The prohibition will continue for a 90-day trial period, after signs are erected. It was approved because of the high number of accidents at that intersection, which is just north of the busy Cedar Crest Boulevard/Chestnut Street intersection.

Allentown resident Brett Heffner attended the meeting to express concern that prohibiting left turns from Green Drive will cause more traffic to build up on Chestnut Street, waiting to turn left onto Cedar Crest.

He said the left turn signal traffic light on Chestnut does not allow nearly enough time for drivers to turn onto Cedar Crest, so some people use Green Drive to access Cedar Crest -rather than waiting "multiple cycles" to make the turn from Chestnut at busy times of day.

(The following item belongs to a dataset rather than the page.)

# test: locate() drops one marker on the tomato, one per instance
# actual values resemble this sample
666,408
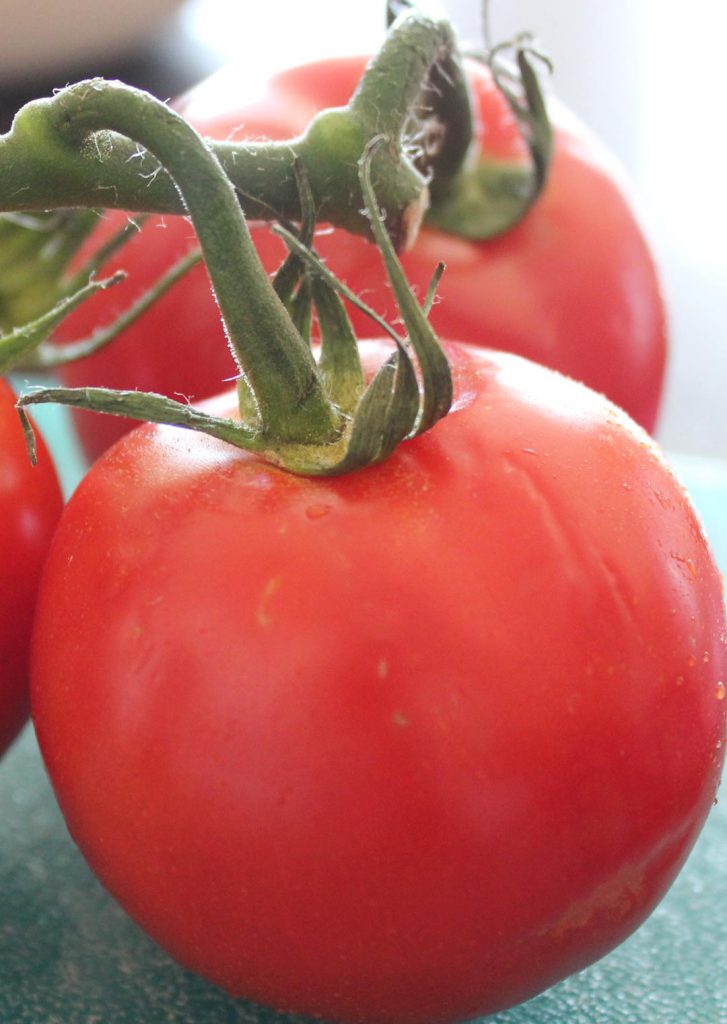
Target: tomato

Heffner predicted the change will have an adverse impact on businesses in that shopping center, because a median strip prevents drivers leaving the strip mall from turning left onto Chestnut. Gilbert said all the businesses have been notified of the change via letters from the Emmaus Police Department.

Heffner suggested PennDOT should have studied the intersections before the change was made. Labenberg suggested PennDOT be asked to study the timing of those traffic lights, if that study won't cost the borough any money.

Labenberg said the left turn signal on Chestnut allows only three or four cars to turn onto Cedar Crest on green. "It does get backed up."

Gilbert said the borough will contact PennDOT to see if it can change the timing on those traffic signals.

Council member Nathan Brown suggested the borough also might to check to see if any recent traffic studies on the Cedar Crest and Chestnut intersection have been done by Lehigh Valley Planning Commission.